成漢

publish: 2021-06-13, update: 2021-11-08,

概要

名称成立滅亡期間
成漢30434743

成漢は、益州、蜀の地に自立した勢力です。 巴氐族の李雄が成都王を称して元号を立てたのがその始まりです。 統治期間は、304年~347年の43年間です。

成漢は通称で、当初の国号は「大成」、李寿の代に「漢」に改められました。

特徴

独立か従属か

成漢の基盤は常に脆弱でした。その理由はいくつか挙げられます。

  • 李氏は元々、秦州の氐族であり、その母体が流民集団であったこと
  • 氐族は鮮卑と比べて漢化が強く、統治基盤に漢族的価値観が多かったこと
  • 勢力が四川盆地の中で孤立し、東晋と隣接していたこと

このため、成漢の統治は全般を通して独立派と(東晋への)従属派で常に割れることになります。 全盛期であった李雄の時代ですら、左記のとおりであり、前涼の張駿が李雄に修好を求めるにあたって東晋への従属を促したときには、李雄はその論調に協調しました。 また、李雄は皇帝を称しましたが、一方で東晋へ朝貢も行いました。

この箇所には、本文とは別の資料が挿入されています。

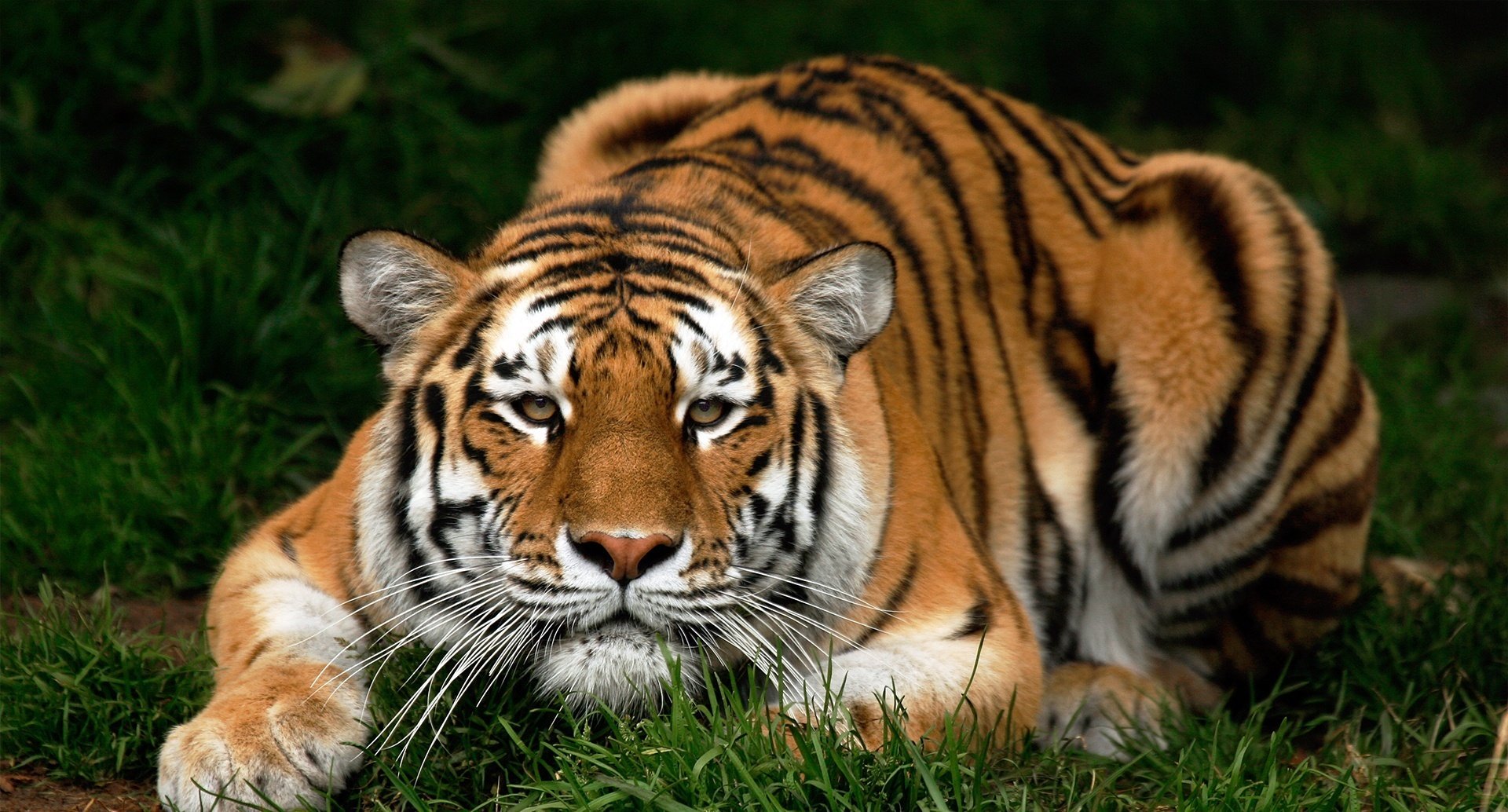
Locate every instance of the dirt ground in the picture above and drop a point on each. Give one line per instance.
(27, 792)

李雄の死後、国威に陰りが見え始めると、従属論はより強まります。 第4代皇帝である李寿は、自らが即位するにあたって元々「大成」であった国号を「漢」に改めています。 解思明は李寿が皇帝に昇ろうとする際に、「数年の皇帝と、代々の諸侯のどちらが良いか」と諫言しています。 つまり、李寿は従属する最大の機会を捨てて、皇帝であることを決意した人物でした。 改号はその決意の重さと、人心掌握の表れとも取れます。

主な出来事

難民の首領

李氏は氐族であり、張魯の統治時代に巴西郡へ移住し、曹操の代に略陽郡へ移住しています。 この頃に、自らを巴氐族として自認したようです。 多くの異民族がそうであったように、巴氐族も時の中華王朝に臣従し、李慕の代には西晋の東羌猟将なる官職を務めています。

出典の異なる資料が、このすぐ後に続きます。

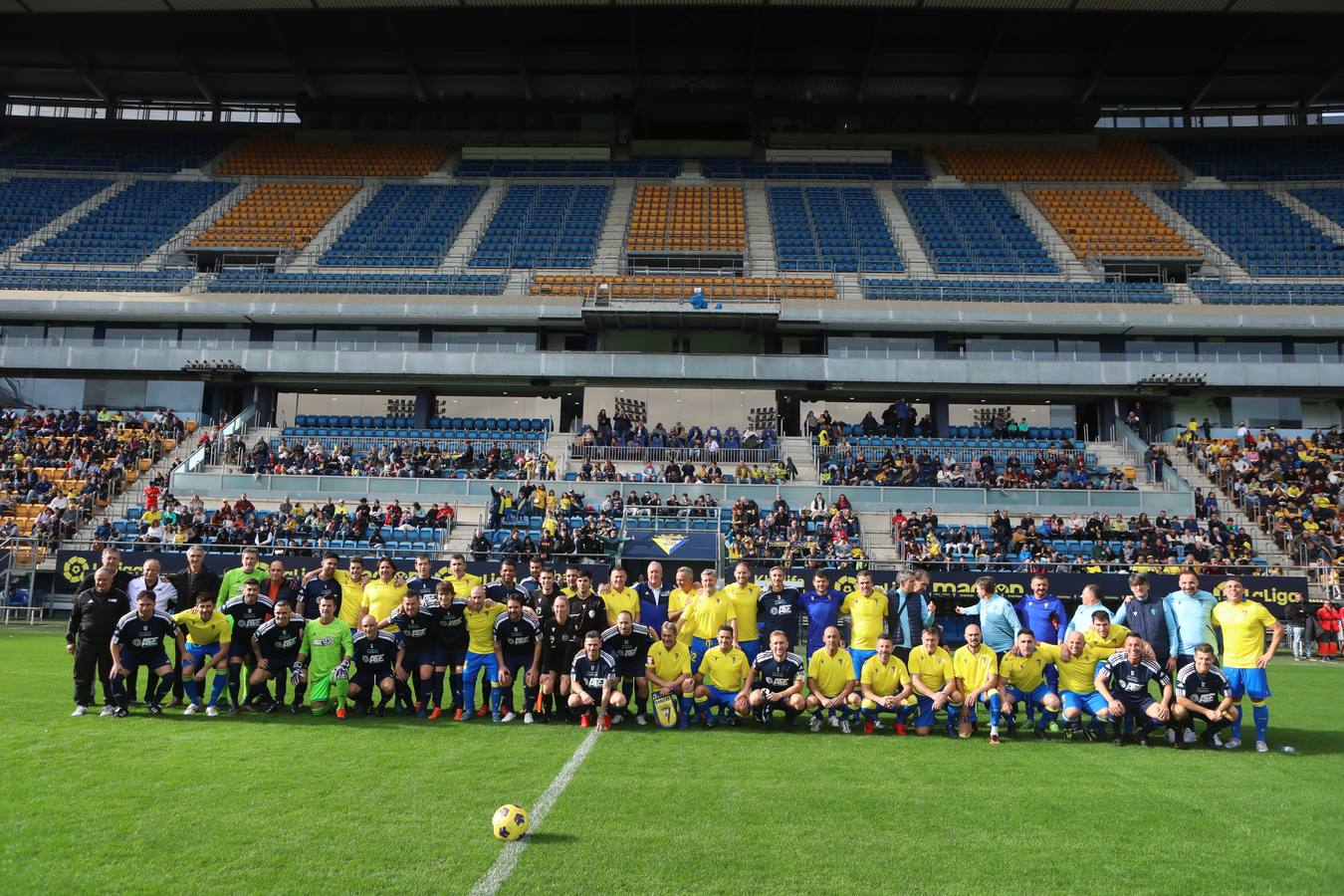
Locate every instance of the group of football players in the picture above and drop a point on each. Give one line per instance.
(702, 653)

同じく氐族であった斉万年が関中を巻き込んで反乱を起こすと(296年)、秦州、雍州には大量の難民が発生しました。 この反乱は、梁王・司馬肜や、左積弩将軍・孟観の討伐によって鎮圧されるものの(298年)、発生した難民への対処は無く、多くの難民が隔絶していた益州へと流入しました。 当初、西晋朝廷は、難民が好き勝手に移動しないよう、侍御史・李苾を派遣してその動向を監視させましたが、膨れ上がった難民には手の施しようがなく、難民の移動を禁じなくなりました。 このとき、難民を主導し人望を集めたのが李氏一族でした。 李氏の兄弟はいずれも優れた人物で、特に主導的立場に立ったのが李特です。

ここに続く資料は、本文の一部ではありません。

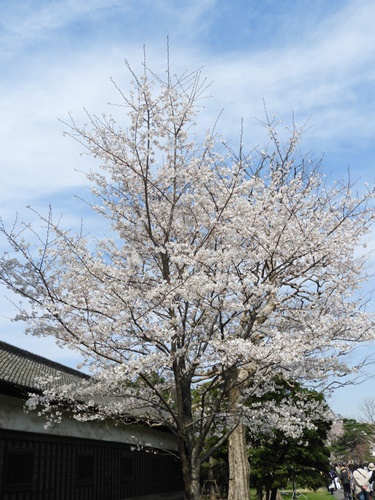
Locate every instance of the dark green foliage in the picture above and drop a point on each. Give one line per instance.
(278, 460)
(353, 444)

当時、益州刺史を務めていた趙廞は、大長秋に任じられて中央へ召還されていました(300年)。 ところが、折しも中央では賈南風を始めとする一党がことごとく誅殺されて間もないときであり、賈氏一族と婚姻関係にあった趙廞は、禍を恐れて召還に応じず、政治的孤島とも言える益州で自立を目論むようになります。 趙廞が益州を支配するにあたってまず利用したのが、益州に流入しつつあった難民でした。 趙廞は李特らを懐柔して、難民勢力を私兵とするようになります。

趙廞の後任として益州刺史に着任したのが耿滕です。 耿滕はこの状況を憂いていち早く上奏し、趙廞と難民たちへ対抗しましたが、趙廞は明確に反旗を翻し対抗勢力をことごとく滅ぼします。 このとき、趙廞の乱を成功せしめたのは、李特ら難民の働きであることは言うまでもありません。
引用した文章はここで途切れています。